---------------------------------------------------------------------

WARTA BERITA RADIO NEDERLAND WERELDOMROEP
Edisi: Bahasa Indonesia

Ikhtisar berita disusun berdasarkan berita-berita yang disiarkan oleh
Radio Nederland Wereldomroep selama 24 jam terakhir.

---------------------------------------------------------------------

Edisi ini diterbitkan pada:

Jumat 31 Agustus 2001 15:00 UTC



** KONFERENSI PBB ANTI-RACISME DIMULAI DI AFRIKA SELATAN

** PENGADILAN DEN HAAG TOLAK GUGATAN MILOSEVIC

** KOFI ANNAN UCAPKAN SELAMAT ATAS BERHASILNYA PEMILU PERTAMA DI
TIMOR TIMUR

** TOPIK GEMA WARTA: INDONESIA SEBAIKNYA TUNTASKAN KASUS KEKERASAN DI
TIMOR TIMUR PADA 1999

** TOPIK GEMA WARTA: APA DAMPAK PEMILU TIMTIM BAGI  NKRI?

** TOPIK GEMA WARTA: ORANG HILANG DI INDONESIA DI MANAKAH MEREKA?



* KONFERENSI PBB ANTI-RACISME DIMULAI DI AFRIKA SELATAN

Di kota Durban, Afrika Selatan dimulai konferensi PBB anti-racisme
dan kebencian terhadap orang asing yang diikuti 150 negara. Sekjen
PBB Kofi Annan dalam pembukaan konferensi mencoba menyingkirkan
ancaman konflik tentang anti-Israel. Annan mengatakan, tidak bisa
memaafkan penderitaan rakyat Palestina akibat tindakan Israel. Namun
Annan juga menunjukkan pengertiannya terhadap sakit hari penduduk
Yahudi atas tuduhan dunia Arab, bahwa Israel melakukan tindakan
racisme terhadap penduduk Palestina. Dalam agenda konferensi secara
resmi tercantum penetapan prinsip-prinsip dan rencana aksi untuk
memerangi racisme dan perlindungan terhadap etnis minoritas. Amerika
Serikat dan Kanada tidak mengirimkan utusan tingkat menteri ke
konferensi, karena adanya desakan untuk mengecam Israel.


* PENGADILAN DEN HAAG TOLAK GUGATAN MILOSEVIC

Pengadilan di Den Haag menyatakan tidak bisa menerima gugatan yang
diajukan mantan presiden Yugoslavia  Slobodan Milosevic atas
penahanan dirinya di penjara Tribunal untuk Yugoslavia. Milosevic
menuntut segera dibebaskan, karena menurutnya telah diculik dari
negerinya, dengan demikian hak azasinya dilanggar. Milosevic tidak
mengakui keabsahan Tribunal, karena Tribunal itu tidak dibentuk oleh
Sidang Umum PBB, tetapi oleh Dewan Keamanan. Pengadilan di Den Haag
menyatakan, tidak ada keraguan terhadap keabsahan Tribunal
Yugoslavia. Milosevic harus mengajukan sendiri tuntutan pembebasannya
kepada PBB, demikian ungkap vonis pengadilan tersebut.

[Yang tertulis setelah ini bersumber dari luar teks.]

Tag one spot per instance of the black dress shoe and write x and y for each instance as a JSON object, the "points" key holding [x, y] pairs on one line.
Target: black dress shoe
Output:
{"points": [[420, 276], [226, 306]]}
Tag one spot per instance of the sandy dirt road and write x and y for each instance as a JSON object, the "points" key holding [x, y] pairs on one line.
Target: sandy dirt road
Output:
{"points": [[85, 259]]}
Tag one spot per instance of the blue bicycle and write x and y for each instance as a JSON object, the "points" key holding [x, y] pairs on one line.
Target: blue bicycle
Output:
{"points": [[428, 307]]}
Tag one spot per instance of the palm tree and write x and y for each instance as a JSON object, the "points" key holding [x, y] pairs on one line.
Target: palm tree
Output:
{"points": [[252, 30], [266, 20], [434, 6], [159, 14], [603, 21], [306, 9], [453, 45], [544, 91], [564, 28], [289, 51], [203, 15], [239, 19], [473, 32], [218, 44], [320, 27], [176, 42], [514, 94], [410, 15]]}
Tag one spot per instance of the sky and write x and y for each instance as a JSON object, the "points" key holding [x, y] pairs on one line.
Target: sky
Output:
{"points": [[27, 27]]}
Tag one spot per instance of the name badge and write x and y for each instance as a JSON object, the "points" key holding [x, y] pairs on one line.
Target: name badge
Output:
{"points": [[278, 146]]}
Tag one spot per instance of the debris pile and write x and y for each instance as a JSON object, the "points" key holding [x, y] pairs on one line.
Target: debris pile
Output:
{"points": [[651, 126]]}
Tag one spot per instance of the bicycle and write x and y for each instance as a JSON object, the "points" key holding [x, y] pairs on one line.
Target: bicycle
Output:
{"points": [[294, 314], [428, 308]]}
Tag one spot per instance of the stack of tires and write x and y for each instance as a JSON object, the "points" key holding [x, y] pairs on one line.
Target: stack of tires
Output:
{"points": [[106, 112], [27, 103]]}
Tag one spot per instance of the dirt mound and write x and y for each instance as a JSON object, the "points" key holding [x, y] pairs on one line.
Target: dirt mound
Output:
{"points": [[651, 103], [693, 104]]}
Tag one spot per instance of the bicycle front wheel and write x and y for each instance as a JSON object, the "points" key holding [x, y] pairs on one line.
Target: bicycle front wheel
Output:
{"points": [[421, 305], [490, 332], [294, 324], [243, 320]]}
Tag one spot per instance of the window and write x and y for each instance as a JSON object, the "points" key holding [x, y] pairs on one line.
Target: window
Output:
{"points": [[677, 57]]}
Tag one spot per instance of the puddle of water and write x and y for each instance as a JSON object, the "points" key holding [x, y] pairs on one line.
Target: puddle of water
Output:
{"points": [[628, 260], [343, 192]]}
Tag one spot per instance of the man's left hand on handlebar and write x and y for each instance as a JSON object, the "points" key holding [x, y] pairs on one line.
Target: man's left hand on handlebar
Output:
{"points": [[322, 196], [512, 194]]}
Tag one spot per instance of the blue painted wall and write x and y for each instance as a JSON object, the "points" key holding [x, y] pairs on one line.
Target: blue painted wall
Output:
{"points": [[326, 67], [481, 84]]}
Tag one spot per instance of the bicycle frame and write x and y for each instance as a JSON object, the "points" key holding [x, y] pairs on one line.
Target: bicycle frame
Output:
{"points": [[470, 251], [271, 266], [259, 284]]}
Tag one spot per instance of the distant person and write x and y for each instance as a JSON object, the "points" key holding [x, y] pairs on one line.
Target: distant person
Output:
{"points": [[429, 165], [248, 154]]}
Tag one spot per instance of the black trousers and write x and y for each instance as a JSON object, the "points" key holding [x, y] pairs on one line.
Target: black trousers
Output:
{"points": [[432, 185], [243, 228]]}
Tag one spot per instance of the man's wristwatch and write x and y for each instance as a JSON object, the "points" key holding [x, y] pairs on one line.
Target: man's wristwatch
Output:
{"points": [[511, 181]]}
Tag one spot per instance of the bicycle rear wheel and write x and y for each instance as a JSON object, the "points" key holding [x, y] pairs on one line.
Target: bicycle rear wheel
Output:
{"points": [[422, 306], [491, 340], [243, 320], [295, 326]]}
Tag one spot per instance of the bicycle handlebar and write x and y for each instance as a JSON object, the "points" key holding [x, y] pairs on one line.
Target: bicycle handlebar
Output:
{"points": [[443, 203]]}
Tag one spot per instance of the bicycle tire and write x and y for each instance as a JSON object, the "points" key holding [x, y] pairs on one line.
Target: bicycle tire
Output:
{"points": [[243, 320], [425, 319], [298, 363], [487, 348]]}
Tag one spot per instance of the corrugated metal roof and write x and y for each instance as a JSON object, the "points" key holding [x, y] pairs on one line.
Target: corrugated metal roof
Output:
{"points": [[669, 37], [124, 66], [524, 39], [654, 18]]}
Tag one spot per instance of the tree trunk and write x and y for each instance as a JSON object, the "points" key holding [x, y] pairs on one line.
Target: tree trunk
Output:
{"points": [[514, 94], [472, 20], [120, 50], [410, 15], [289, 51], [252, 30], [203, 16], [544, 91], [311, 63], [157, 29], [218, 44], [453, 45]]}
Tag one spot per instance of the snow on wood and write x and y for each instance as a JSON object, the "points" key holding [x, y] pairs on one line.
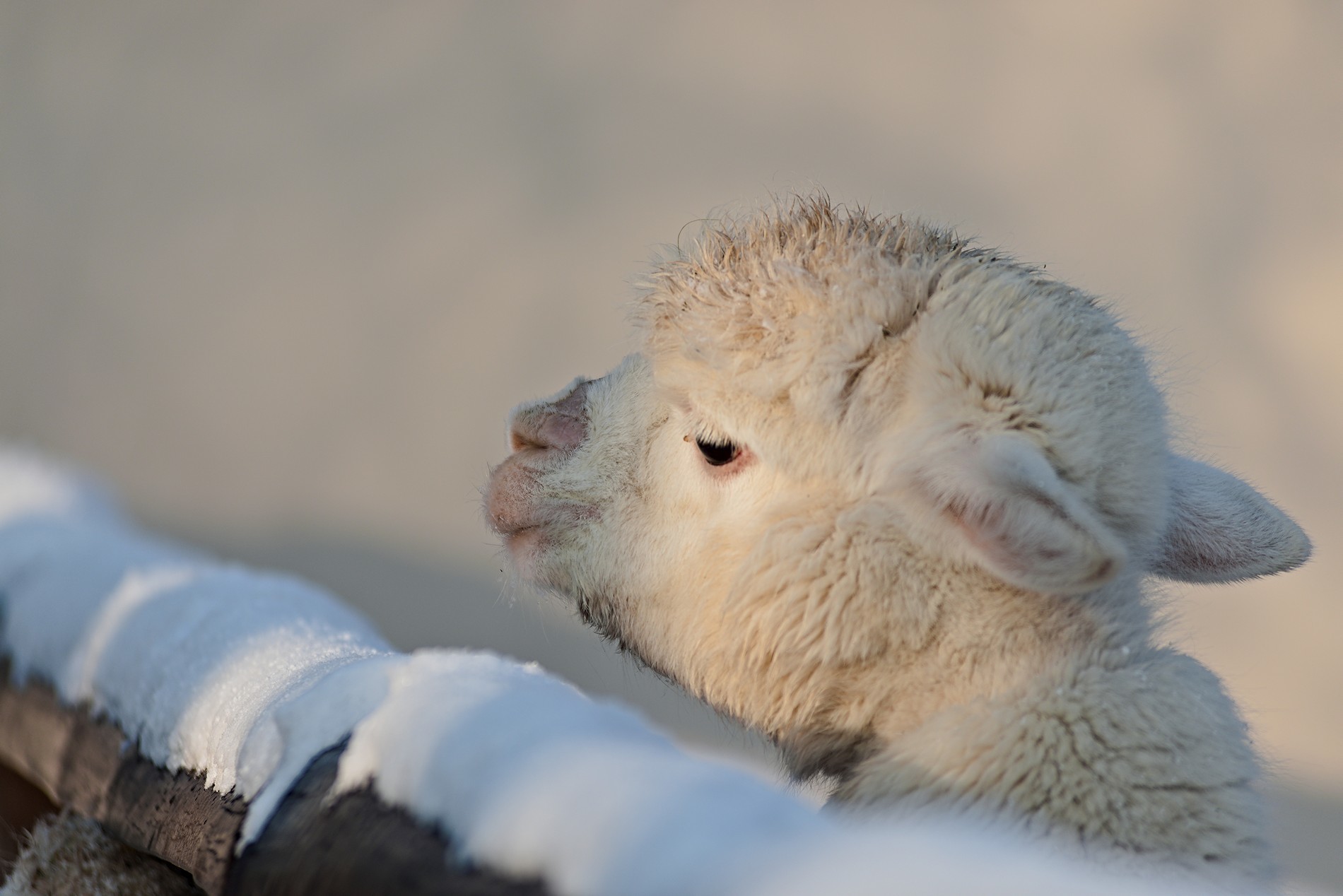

* KOFI ANNAN UCAPKAN SELAMAT ATAS BERHASILNYA PEMILU DI TIMOR TIMUR

Sekjen PBB Kofi Annan menyapaikan ucapan selamat kepada rakyat Timor
Timur, atas tingginya jumlah elektorat yang ikut dalam pemilu bebas
yang pertama di negeri itu. Ia juga memuji proses pemilu yang damai.
Kofi Annan menamakan hal itu sebagai teladan yang cemerlang bagi
masyarakat dunia. Jumlah elektorat dalam pemilihan parlemen pertama
Timor Timur diperkirakan mencapai 91 persen. Jum'at hari ini dimulai
penghitungan suara. Umum menduga, bekas gerakan kemerdekaan Fretillin
akan memenangkan suara terbanyak. Parlemen baru nanti akan membentuk
Undang-undang Dasar bagi Timor Timur, yang akan disusul dengan
pemilihan presiden pertengahan tahun depan.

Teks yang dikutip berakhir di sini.